From testing to automated dosing to alerts to cost management, today’s reef aquarium control systems are nearly autonomous and serve as a good example of what operational autonomy in IT could look like.
It’s important to note that the control systems for my reef do not act without guidance. I can manually control every function through the same interface. Dosing is controlled by setting desired values for a given parameter (SLO) and tweaking how much leeway the system has in dosing a given supplement to meet that goal based on the most recent test results (SLI).
If you see parallels with operations, then congratulations! You see what I see.
And perhaps you also see similar frustrations, particularly when trying to operate things manually. Inconsistencies, variability, random incidents, missed feedings.* There’s always some kind of emergency to deal with when trying to manage operations manually.
The future is AIOps
It should be no surprise, then, to discover that our annual research demonstrates a hunger for automation in operations. Technology leaders are starving for a more efficient way to operate the IT estate because they know that stability produces the ability to optimize, and optimizing is necessary for healthy growth. And when we say most, we really mean most.

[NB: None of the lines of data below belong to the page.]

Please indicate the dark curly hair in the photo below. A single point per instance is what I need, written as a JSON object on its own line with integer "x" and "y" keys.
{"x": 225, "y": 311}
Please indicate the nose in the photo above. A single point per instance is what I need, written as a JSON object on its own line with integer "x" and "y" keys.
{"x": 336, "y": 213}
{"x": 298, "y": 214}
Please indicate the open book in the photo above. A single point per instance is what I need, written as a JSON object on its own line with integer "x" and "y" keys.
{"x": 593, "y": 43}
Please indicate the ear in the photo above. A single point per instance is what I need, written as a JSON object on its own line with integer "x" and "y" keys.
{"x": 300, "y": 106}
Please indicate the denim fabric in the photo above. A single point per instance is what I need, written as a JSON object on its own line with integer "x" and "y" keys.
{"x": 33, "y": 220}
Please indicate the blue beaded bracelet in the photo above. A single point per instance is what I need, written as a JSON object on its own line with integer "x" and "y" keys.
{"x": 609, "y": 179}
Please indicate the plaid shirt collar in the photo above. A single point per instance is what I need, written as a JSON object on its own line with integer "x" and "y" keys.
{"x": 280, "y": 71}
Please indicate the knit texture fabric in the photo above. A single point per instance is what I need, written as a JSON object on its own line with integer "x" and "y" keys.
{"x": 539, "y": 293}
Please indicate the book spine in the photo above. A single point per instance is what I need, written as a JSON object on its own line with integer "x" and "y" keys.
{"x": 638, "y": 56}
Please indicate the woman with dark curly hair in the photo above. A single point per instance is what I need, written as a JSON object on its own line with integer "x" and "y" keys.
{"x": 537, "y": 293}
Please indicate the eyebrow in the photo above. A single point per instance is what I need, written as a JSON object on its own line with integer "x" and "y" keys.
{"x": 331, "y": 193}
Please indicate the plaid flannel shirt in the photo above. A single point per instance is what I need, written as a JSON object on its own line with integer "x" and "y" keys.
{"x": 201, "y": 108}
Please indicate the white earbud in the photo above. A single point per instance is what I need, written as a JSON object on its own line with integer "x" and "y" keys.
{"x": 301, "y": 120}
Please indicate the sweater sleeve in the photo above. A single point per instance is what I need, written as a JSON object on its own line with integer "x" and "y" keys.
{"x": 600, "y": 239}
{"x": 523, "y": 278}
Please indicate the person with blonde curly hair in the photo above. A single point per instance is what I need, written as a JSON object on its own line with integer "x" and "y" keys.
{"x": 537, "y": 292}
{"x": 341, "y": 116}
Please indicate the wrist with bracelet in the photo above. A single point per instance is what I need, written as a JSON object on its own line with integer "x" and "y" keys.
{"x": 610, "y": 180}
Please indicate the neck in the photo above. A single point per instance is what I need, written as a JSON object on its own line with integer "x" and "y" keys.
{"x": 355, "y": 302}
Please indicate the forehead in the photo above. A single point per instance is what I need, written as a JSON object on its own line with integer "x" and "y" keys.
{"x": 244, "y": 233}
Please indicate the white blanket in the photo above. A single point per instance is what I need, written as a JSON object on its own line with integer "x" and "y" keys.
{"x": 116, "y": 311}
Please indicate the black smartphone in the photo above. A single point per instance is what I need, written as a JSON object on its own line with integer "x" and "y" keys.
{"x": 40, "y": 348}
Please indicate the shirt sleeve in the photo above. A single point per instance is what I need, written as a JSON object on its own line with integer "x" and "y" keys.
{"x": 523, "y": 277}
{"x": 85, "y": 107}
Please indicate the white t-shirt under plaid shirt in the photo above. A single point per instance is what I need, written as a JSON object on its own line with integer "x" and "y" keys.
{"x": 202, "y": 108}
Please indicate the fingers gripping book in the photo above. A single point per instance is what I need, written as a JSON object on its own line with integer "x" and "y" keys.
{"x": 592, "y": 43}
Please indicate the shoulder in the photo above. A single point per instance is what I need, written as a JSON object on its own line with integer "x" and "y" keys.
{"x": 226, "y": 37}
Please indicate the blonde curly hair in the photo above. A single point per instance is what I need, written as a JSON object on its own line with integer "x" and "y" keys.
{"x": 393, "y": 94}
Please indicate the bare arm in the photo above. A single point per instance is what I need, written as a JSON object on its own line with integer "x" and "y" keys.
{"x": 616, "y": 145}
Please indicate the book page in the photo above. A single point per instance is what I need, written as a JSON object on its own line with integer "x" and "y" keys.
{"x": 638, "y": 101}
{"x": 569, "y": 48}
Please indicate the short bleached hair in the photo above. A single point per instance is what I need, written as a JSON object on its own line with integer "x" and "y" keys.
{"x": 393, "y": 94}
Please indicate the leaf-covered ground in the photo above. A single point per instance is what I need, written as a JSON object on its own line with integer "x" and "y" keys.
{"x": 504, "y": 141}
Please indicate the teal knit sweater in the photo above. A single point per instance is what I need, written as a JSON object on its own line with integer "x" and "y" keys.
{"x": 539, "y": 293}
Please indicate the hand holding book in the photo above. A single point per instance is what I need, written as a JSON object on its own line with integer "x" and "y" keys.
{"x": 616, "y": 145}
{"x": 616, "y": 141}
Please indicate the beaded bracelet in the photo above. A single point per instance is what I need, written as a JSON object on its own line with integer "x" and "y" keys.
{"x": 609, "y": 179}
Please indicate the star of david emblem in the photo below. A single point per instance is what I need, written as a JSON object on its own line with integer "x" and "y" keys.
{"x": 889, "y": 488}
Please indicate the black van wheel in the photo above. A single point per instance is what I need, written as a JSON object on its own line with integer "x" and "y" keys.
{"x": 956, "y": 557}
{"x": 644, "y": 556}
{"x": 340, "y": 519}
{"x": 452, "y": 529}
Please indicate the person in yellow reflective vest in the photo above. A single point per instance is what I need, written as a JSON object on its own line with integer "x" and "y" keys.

A mere 4% told us they were not interested in generative AI helping with any operational tasks. Meanwhile, the rest told us exactly where the obstacles in operations today are by checking off tasks like policy, script, and configuration generation as tasks they wanted generative AI to help with.
But more than just assisting with generation, most (again, yeah, most) are ready to allow AI to automatically execute functions across application delivery and security to achieve specific goals:
- Applying optimization features to improve user performance (72%)
- Adjusting traffic to optimize for costs (59%)
- Automatically injecting rules to mitigate zero-day vulnerabilities (59%)
This goes beyond AI assistants—which respondents tell us are also valuable—and into the realm of autonomous operations. It is what has come to be known as AIOps. The eagerness to embrace AI as an accelerating force in operations was palpable as we explored the responses from 659 IT decision makers from every industry, and across the globe.
There is no doubt after analyzing responses that AI and operations are headed for a collision that will change the way IT operates for the foreseeable future.
I, for one, am bigly excited about that, and can’t wait to see how it manifests in application delivery and security.
*Yes, this does apply to operations too. Incidents that require skipping lunch are not uncommon, after all.